В надлежащий момент музыка обрывается, один только барабанщик увлекся и бабахнул лишний раз, и этот одинокий удар — словно орудийный салют.
Ребята к Первомаю получили новую одежду и еще не успели ее затаскать. Сапоги блестят, у всех белые подворотнички, нет ни одной оторванной пуговицы, и гладко остриженные головы делают строй похожим на аккуратную грядку с тыквами.
Озолниек сбоку поглядывает на полковника: «Ну как, старина?» — и полковник улыбается. По части внешнего вида точки зрения Озолниека и Аугсткална совпадают. Начальник колонии большой мастер блеснуть внешним эффектом, он знает, что полковник оценит его по достоинству. А насчет остального — только бы не мешали действовать; Озолниек и сам со всем справится.
Воспитанники давно сами подравняли носки ботинок по желтой полосе на асфальте «проспекта Озолниека»; когда же дежурный воспитатель подает команду «равняйсь!», им остается только выпятить грудь и дружно повернуть головы.
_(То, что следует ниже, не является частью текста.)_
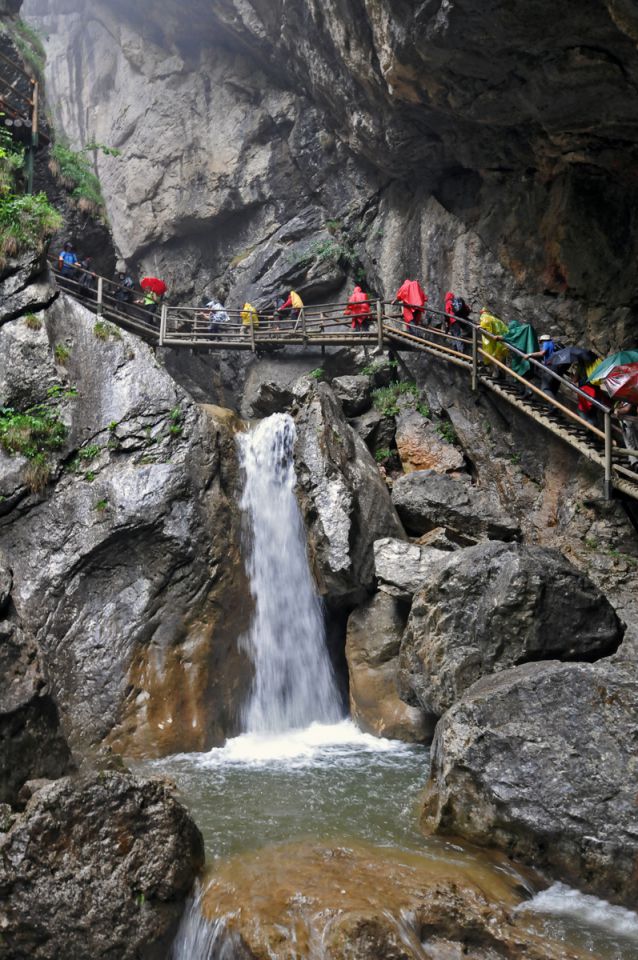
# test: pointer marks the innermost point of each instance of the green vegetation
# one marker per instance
(73, 170)
(103, 330)
(11, 160)
(377, 366)
(26, 222)
(175, 427)
(385, 399)
(446, 431)
(59, 392)
(61, 353)
(33, 322)
(384, 453)
(34, 434)
(30, 46)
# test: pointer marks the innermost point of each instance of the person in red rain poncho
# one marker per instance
(359, 309)
(413, 298)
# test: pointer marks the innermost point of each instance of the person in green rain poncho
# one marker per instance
(524, 338)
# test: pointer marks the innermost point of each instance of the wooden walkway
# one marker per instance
(326, 326)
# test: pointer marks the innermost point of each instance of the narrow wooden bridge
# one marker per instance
(327, 326)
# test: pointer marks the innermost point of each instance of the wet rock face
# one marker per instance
(490, 607)
(383, 909)
(401, 567)
(420, 447)
(519, 193)
(564, 801)
(425, 500)
(372, 650)
(98, 866)
(345, 502)
(31, 743)
(126, 564)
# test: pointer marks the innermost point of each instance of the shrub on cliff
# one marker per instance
(26, 223)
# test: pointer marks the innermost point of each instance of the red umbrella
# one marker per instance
(621, 382)
(155, 285)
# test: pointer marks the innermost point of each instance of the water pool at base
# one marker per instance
(332, 784)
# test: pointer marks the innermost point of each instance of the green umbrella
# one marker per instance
(616, 360)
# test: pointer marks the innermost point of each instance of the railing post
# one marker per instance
(474, 359)
(163, 323)
(379, 326)
(100, 296)
(609, 489)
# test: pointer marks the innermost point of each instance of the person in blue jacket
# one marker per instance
(68, 261)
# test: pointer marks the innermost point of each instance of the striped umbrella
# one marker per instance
(621, 382)
(615, 360)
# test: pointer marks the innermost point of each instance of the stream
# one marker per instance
(303, 814)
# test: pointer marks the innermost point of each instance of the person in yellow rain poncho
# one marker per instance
(493, 348)
(249, 317)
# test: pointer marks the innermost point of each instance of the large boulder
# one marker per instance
(402, 567)
(493, 606)
(24, 285)
(541, 761)
(372, 651)
(362, 902)
(31, 743)
(354, 393)
(421, 447)
(344, 499)
(126, 563)
(96, 867)
(425, 500)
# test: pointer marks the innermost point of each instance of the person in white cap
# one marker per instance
(547, 348)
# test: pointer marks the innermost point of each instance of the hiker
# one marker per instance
(494, 348)
(277, 306)
(456, 309)
(216, 316)
(586, 409)
(413, 297)
(359, 309)
(124, 292)
(85, 277)
(628, 415)
(150, 302)
(546, 350)
(67, 261)
(292, 307)
(249, 318)
(523, 337)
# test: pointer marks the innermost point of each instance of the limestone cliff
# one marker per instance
(274, 143)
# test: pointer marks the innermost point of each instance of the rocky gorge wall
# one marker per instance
(266, 145)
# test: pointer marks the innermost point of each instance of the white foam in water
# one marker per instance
(295, 747)
(293, 684)
(560, 900)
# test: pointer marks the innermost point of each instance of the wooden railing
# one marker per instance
(328, 325)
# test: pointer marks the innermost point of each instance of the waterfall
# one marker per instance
(200, 939)
(294, 684)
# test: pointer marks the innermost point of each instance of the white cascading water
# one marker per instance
(294, 684)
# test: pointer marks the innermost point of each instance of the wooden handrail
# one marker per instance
(188, 326)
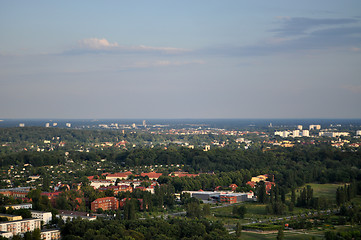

Точно в момент, когда козырек фуражки полковника выныривает из-за липок, что стоят вдоль дорожек, раздается команда: «Смирно! Равнение налево!» То, что сегодня дежурит самый молодцеватый офицер, вовсе не случайно. После начальника у него в колонии лучшая военная выправка и безукоризненные командные навыки. Как видно, полковник тоже отличный строевик. И вот они стоят друг против друга навытяжку, оба подтянутые, статные, один докладывает, другой принимает рапорт. Хоть лица Аугсткална и не видно, Озолниек знает, что полковник доволен.